Each year, as many of you who follow this blog might know, I make my Oscar predictions.
I’m normally pretty good, with a strike rate usually in the mid 90% range.
This year it’s going to be difficult, because I haven’t seen many of the films, and so I’ll be making my predictions on a mix of what I’ve gleaned from the trades since the Venice Film Festival last year, when Tar became a front runner for Cate Blanchett to pick up Best Actress.
Avatar, The Way of the Water and Maverick Top Gun have been huge commercial successes, and many have said they are the two films that have brought audiences back to the cinema. But that’s true to a point.
Having screened my very small film Facing Fear in commercial multiplexes both in Australia late last year, and in the US and Mexico earlier this year, what I witnessed was a paucity of people. The multiplexes I went to were virtually ghost houses. On many occasions my film was the only one that had any significant activity.
I think Todd McCarthy was right when he wrote in The Hollywood Reporter late last year that the cinema going experience, as we’d once known it, was gone and was never coming back. That won’t be the case for the big event movies, like the Avatars and the Top Guns, but for the smaller arthouse or even smaller studio films, everyone now is in the mindset of waiting till it comes out on a streamer. That’s just the thinking now.
Back to the Oscars.
I have two favourite films and one film I dislike with a passion.
My two favourite films are:
All Quiet on the Western Front
Elvis
The film I dislike with a passion:
Everything Everywhere All at Once.
All Quiet on the Western Front is a superbly made film that says powerful things about the human condition, and it was audacious and bold in its storytelling.
Elvis in my opinion is the best biopic of a musician I’ve yet seen. I think it’s Baz Luhrmann’s best film, without a doubt.
I didn’t rush out to see Elvis. Baz’s films, for me, are often times flash before substance, and I’m the only person I know who fell asleep in Moulin Rouge. And please, let’s not discuss Australia. I saw that film three times, not because I wanted to, but due to social obligations. Hugh Jackman soaping his abs while Nicole Kidman looks on adoringly? Silhouettes of an aboriginal man perched on one leg holding a spear, straight off a tea-towel you could have bought at The Rocks in the 1950s?
Give me a break.
But Elvis is in a whole other league.
And Austin Butler is magnificent.
My dear friends Wayne and Libby Pashley, who have done the sound on all my movies since Kiss or Kill in 1996, did the sound for Elvis and they deservedly are up for a Best Sound Oscar. I sincerely hope they win. Their work was impeccable. But the Academy likes noise with their sound so probably the noisiest film of the year, Maverick Top Gun, will get the gong. I hope the voters have more taste and discernment than that.

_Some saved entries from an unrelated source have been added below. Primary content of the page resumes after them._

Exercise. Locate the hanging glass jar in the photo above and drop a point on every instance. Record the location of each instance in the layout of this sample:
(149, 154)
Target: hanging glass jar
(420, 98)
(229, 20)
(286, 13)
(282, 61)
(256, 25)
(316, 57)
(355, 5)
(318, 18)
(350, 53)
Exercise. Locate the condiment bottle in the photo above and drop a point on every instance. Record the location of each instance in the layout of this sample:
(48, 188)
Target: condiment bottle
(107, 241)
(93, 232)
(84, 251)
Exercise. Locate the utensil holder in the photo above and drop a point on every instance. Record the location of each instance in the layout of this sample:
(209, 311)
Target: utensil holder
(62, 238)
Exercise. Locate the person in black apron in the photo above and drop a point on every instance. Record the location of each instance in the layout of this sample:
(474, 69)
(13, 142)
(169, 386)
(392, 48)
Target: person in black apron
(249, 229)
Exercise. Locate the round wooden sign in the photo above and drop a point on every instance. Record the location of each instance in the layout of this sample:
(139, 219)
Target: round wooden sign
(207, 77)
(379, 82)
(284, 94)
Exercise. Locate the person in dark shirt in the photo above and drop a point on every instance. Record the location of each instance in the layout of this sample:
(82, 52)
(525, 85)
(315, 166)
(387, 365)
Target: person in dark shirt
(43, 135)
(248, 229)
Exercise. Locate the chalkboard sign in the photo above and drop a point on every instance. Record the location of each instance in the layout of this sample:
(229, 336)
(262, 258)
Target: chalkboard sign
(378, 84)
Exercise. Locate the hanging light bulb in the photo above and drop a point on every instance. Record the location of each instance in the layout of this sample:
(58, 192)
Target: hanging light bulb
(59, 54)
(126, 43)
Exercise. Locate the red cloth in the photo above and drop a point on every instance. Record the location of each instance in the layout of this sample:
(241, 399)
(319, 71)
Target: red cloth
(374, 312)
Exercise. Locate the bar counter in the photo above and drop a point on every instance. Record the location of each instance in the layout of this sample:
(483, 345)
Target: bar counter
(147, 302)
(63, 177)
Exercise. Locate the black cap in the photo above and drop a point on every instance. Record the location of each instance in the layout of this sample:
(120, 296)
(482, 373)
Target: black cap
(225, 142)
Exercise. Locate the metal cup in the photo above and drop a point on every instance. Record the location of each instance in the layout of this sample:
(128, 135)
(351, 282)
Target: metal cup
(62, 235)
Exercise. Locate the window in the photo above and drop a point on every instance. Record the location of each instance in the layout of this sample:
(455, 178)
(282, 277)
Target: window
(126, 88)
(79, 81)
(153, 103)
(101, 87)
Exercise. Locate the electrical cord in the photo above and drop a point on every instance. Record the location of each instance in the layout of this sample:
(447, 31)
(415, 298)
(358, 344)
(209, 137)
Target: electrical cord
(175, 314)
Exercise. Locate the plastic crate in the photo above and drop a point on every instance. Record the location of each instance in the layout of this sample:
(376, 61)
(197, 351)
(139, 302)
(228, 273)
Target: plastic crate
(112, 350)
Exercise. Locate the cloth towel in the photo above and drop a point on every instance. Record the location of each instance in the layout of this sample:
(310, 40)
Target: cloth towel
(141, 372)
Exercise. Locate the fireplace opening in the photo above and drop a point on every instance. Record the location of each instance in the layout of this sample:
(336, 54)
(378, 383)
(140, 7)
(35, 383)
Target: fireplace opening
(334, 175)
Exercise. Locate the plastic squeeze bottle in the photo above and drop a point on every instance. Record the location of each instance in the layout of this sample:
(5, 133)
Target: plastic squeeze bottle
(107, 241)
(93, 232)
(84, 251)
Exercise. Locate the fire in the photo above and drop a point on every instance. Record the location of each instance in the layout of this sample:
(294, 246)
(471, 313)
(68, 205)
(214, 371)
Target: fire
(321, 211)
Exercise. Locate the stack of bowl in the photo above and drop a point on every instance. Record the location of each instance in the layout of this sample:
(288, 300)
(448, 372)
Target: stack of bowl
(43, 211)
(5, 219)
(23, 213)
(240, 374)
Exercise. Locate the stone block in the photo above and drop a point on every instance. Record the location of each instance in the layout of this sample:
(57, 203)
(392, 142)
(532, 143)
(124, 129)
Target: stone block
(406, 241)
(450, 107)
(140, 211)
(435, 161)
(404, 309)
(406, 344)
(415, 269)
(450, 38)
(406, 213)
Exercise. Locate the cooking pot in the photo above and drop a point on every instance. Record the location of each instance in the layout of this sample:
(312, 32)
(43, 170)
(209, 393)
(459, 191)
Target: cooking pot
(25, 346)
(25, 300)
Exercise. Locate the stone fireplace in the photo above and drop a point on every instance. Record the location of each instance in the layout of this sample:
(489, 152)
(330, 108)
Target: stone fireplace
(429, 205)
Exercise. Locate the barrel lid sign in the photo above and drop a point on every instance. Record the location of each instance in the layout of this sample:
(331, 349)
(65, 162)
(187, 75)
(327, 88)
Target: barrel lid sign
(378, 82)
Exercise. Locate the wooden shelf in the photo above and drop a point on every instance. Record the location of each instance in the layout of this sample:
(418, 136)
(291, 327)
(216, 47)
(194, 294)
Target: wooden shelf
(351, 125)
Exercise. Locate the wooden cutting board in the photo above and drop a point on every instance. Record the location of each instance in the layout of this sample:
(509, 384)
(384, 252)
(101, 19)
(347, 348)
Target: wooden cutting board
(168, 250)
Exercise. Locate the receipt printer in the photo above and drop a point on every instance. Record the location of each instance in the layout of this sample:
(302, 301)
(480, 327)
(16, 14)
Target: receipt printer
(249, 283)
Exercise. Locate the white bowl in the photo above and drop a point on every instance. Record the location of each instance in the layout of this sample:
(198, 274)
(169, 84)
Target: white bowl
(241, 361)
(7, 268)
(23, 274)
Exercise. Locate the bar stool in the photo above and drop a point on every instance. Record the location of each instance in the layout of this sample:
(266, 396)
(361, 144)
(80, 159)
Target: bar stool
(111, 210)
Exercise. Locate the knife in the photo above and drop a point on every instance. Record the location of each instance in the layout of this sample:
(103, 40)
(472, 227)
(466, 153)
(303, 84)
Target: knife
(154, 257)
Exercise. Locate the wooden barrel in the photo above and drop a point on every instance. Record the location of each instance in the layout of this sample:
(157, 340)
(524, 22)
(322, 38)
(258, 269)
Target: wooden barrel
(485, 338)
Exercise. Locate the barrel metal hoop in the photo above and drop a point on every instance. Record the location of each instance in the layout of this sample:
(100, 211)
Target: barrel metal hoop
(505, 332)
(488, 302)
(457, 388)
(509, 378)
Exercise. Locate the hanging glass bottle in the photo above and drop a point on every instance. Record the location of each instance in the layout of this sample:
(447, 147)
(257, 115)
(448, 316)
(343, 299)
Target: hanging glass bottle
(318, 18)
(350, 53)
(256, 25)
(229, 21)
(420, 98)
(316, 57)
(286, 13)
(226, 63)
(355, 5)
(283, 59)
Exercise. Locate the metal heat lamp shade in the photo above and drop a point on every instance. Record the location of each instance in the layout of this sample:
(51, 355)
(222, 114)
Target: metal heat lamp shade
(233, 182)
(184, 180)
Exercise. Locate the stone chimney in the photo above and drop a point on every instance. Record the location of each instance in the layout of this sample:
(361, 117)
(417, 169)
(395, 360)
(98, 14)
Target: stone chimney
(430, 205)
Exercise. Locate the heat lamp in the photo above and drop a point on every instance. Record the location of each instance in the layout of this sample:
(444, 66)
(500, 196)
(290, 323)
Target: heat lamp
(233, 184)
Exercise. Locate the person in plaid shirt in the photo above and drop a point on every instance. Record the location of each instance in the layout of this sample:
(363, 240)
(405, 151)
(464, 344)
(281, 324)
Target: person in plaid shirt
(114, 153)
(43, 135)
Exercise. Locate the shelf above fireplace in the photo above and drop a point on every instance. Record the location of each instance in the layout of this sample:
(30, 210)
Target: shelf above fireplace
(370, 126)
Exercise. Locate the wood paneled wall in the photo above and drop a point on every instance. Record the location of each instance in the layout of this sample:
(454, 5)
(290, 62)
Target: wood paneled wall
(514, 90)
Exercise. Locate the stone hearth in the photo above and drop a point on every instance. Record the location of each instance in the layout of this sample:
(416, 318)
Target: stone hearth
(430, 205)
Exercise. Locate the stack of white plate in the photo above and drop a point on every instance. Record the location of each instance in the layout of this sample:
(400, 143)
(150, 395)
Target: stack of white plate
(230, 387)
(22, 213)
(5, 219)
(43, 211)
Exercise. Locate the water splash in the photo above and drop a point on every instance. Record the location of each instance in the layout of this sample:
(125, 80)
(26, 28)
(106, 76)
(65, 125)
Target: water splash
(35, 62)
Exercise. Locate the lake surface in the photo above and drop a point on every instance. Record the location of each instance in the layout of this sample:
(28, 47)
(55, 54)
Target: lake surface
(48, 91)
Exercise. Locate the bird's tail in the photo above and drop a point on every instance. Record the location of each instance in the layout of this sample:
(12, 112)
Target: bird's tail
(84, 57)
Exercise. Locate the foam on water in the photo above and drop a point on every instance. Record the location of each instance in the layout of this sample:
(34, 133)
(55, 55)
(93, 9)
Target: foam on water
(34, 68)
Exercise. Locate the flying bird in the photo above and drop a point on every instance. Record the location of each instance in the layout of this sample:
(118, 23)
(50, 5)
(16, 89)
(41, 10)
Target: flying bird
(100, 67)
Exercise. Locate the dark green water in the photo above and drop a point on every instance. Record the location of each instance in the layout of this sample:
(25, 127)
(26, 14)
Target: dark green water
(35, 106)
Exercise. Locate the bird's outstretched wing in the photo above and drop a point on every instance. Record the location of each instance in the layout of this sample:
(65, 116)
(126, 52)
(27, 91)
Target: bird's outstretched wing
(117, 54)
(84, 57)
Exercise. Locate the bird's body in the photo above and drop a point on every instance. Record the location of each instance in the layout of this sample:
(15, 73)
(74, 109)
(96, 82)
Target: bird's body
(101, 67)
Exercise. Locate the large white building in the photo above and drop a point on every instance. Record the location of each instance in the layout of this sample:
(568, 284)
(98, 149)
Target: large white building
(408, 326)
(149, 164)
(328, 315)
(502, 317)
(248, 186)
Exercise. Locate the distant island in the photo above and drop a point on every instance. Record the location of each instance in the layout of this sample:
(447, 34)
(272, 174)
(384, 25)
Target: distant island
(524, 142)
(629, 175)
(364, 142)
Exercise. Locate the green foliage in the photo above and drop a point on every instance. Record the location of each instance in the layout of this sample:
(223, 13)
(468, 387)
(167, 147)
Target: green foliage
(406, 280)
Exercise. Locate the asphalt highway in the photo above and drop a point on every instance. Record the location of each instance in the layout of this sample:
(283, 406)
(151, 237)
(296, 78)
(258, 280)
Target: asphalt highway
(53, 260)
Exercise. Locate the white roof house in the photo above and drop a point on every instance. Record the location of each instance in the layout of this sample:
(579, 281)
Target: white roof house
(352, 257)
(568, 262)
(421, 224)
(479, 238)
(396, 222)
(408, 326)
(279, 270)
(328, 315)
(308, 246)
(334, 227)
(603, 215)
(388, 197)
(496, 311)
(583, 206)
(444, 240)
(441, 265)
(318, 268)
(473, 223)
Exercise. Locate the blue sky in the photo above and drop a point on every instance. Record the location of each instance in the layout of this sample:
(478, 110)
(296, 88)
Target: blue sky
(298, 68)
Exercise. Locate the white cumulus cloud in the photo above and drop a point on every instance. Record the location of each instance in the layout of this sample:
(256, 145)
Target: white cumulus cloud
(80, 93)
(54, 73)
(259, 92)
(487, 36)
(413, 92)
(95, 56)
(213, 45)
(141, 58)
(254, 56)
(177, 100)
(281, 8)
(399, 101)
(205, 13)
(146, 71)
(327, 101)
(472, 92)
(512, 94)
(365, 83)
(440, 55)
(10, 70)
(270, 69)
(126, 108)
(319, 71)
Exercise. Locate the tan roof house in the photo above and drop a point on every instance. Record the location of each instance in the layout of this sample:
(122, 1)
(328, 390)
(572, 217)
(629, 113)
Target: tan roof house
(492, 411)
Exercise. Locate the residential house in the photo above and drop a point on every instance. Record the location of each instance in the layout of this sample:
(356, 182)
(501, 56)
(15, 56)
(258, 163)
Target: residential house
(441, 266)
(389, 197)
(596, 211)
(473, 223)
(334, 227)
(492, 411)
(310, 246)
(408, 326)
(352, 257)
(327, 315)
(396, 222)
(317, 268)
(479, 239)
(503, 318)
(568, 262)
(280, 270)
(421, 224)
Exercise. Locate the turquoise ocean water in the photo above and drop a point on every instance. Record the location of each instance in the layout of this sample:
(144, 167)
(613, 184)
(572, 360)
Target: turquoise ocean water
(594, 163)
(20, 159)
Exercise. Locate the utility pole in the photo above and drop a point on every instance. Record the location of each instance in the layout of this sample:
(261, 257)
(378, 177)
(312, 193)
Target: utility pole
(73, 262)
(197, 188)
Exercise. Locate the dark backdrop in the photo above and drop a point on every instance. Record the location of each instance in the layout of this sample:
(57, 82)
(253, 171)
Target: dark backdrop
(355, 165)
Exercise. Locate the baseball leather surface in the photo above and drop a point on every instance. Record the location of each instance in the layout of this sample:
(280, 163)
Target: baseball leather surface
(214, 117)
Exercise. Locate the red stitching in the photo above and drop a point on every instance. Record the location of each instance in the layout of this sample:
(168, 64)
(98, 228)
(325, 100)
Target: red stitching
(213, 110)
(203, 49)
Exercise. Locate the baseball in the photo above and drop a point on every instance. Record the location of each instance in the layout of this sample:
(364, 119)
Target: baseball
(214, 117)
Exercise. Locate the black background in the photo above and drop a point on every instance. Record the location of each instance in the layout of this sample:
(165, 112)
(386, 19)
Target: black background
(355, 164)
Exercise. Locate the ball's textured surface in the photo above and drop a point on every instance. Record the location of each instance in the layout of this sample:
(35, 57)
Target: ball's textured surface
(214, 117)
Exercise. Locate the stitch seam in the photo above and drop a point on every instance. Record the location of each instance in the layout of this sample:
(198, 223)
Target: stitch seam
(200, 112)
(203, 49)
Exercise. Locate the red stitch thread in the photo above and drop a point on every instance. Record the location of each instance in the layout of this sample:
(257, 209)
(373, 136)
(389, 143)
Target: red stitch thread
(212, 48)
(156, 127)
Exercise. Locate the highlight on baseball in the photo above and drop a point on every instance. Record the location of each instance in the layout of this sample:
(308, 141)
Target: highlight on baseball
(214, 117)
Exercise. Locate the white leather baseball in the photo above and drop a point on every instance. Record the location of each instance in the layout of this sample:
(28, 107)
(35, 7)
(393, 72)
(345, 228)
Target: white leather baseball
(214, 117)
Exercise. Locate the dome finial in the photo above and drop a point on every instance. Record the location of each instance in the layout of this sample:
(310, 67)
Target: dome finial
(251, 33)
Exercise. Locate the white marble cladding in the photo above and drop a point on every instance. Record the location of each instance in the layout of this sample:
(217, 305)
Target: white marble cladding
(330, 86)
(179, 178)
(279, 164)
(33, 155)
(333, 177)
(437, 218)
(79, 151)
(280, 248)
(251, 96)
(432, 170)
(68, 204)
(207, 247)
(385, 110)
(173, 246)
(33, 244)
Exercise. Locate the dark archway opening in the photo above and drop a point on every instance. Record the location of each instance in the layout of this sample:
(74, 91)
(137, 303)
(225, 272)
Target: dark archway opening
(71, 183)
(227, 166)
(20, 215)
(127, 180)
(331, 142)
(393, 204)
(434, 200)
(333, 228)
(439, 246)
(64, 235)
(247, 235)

The film I dislike with a passion?
I just didn’t get Everything, Everywhere…
I admire the film for its outrageous audacity. And Jamie Lee Curtis deserves an Oscar for her performance, which is a total knockout. But the story? Where did that go in all the showmanship of technique? And where was the emotional connection? I stood outside that film as I watched it. It never invited me inside.
Like I say, I’m in awe of its technical and creative bravura. But for me, story is everything and when I became disengaged with the story, about halfway through, the movie lost me.
Okay, so here are my predictions. As I say, I’m taking a bit of a punt this year, because I haven’t seen many of the films – but this is my list:
Best Picture
All Quiet on the Western Front
Best Director
Steven Spielberg / The Fabelmans
Best Actor
Austin Butler / Elvis
Best Actress
Cate Blanchett / Tar
Best Supporting Actor
Ke Huy Quan / Everything Everywhere All at Once
Best Supporting Actress
Jamie Lee Curtis / Everything Everywhere All at Once
Best Original Screenplay
Triangle of Sadness
Best Adapted Screenplay
All Quiet on the Western Front
Best International Film
All Quiet on the Western Front
Best Cinematography
Mandy Walker / Elvis
Best Film Editing
Maverick Top Gun
Best Sound:
Wayne Pashley / Elvis
Best Production Design
Elvis
Visual Effects
Avatar, Way of Water
Original Score
All Quiet on the Western Front
Original Song
Maverick Top Gun
Best Costume Design
Elvis
Best Makeup & Hair
The Whale
Best Documentary
Navalny
Best Animated Feature
Pinocchio
So on Sunday night US time, Monday Australian time, we’ll know the results. We’ll find out whether the film I dislike the most gets the majority of gongs, or the Netflix movie All Quiet on the Western Front, my pick, gets the streamer’s first Best Picture statuette.
Personally, I hope like hell my mates Wayne and Libby Pashley come away with some excess baggage.